Coma by Robin Cook. Part four

Nelson’s office was a tumble of reprinted journal articles, scattered books, and stacks of letters. It appeared as if a tornado had swept through the room several years previously with no subsequent effort at reconstruction. The furniture consisted of a large desk and an old cracked leather chair that squeaked as Dr. Nelson lowered his weight into it. There were two other smaller leather chairs facing the desk. Susan was motioned to take one of them as Dr. Nelson took one of his briars and opened a tobacco canister on the desk. Before filling the pipe he hit it on the palm of his left hand a few times. The few ashes that appeared were carelessly scattered on the floor.

“Ah yes, Miss Wheeler,” began Dr. Nelson, scanning a note card on his desk. “I remember you well from physical diagnosis class. You were from Wellesley.”

“Radcliffe.”

“Radcliffe, of course.” Dr. Nelson corrected his note card. “What can we do for you?”

“I’m not sure how to start. But I’ve become very interested in the problem of prolonged coma, and I have begun to look into it.”

Dr. Nelson leaned back, the chair squeaking in agony. He placed the tips of his fingers together.

“That’s fine, but coma is a big subject, and, more important, it is a symptom rather than a disease in itself. It is the cause of the coma that is important. What is the cause of the coma you have become interested in?”

“I don’t know. In short, that’s why I’m interested in it I’m interested in the kind, of coma that just seems to happen and no cause is found.”

“Are you concerned with emergency room patients or in-hospital patients?” asked Dr. Nelson, whose voice changed slightly.

“Inpatients.”

“Are you referring to the few cases that have occurred during surgery?”

“If you call seven few.”

“Seven,” said Dr. Nelson taking several long pulls from his pipe, “I believe is a rather high estimate.”

“It’s not an estimate.
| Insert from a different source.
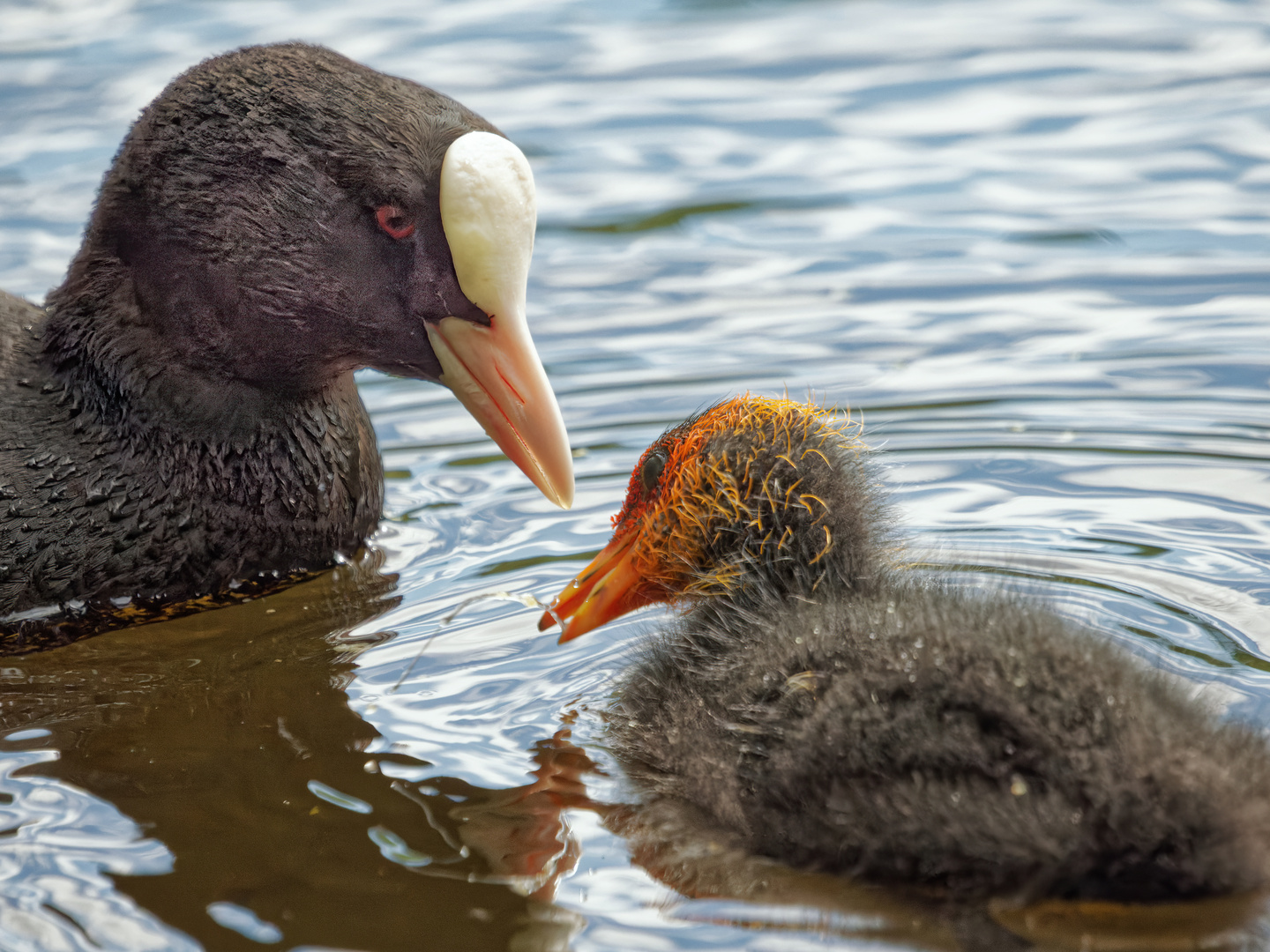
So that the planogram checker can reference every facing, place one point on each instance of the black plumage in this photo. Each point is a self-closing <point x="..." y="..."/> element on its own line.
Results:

Six previous cases occurred during surgery. Presently there is another case upstairs, operated on yesterday, that appears to fit into the same category. In addition, there have been at least five cases on the medical floor occurring in patients admitted for some seemingly unrelated complaint.”

“How did you get this information, Miss Wheeler?” asked Dr. Nelson with an altogether different tone of voice. The previous warmth was gone. His eyes regarded Susan without blinking. Susan was unaware of this change in apparent mood.

“I got the information from this computer printout right here.” Susan leaned forward with the printout and handed it across the desk to Dr. Nelson. “The cases I’ve mentioned have been indicated with yellow ink. You’ll see that there is no mistake. Besides, this represents only coma cases for the last year. I don’t know what the incidence was before then, and I think it would be essential to get a year-by-year printout. In that way one could have a better idea if this problem is static or on a dynamic upswing. And perhaps even more important, or at least equally important, I have a feeling that a number of sudden deaths here at the Memorial could be ascribed to the same unknown category. I believe the computer could help on that as well. Anyway, it is for these reasons that I wanted to speak with you. I was wondering if you would support me on this endeavor. What I need is full clearance to use the computer and the opportunity to get the hospital charts on these patients. I came to you because I have an intuitive feeling that it represents some sort of unknown medical problem.”

With her case presented, Susan allowed herself to sit back into the chair. She felt she had put the matter fairly and completely; if Dr. Nelson was going to be interested, he certainly had enough to go on to make up his mind.

Dr. Nelson did not speak right away. Instead he continued to regard Susan; then he studied the printout, taking short, quick puffs on his pipe.

“This is all very interesting information, young lady. Of course I have been aware of the problem. However, there are other implications in these statistics and I can assure you that this apparent high incidence is occurring because … well, frankly … we have been lucky over the last five or six years that we haven’t had any such cases. Statistics have a way of catching up with you, though … and indeed that seems to be the case at present. As to your request, I’m afraid I’m not in a position to grant it. You undoubtedly understand one of the major impediments to our establishing our central computer information bank was the creation of adequate safeguards concerning the confidentiality of most of the information stored. It is impossible for me to give blanket authorization. In fact, this type of endeavor is really … what should I say … hmm … beyond … or above that which a medical student of your level is equipped to deal with. I think it would be in everyone’s best interest, yours included, if you would limit your research interests to more scientific projects. I’m certain I could find room for you in our liver lab, if you were interested.”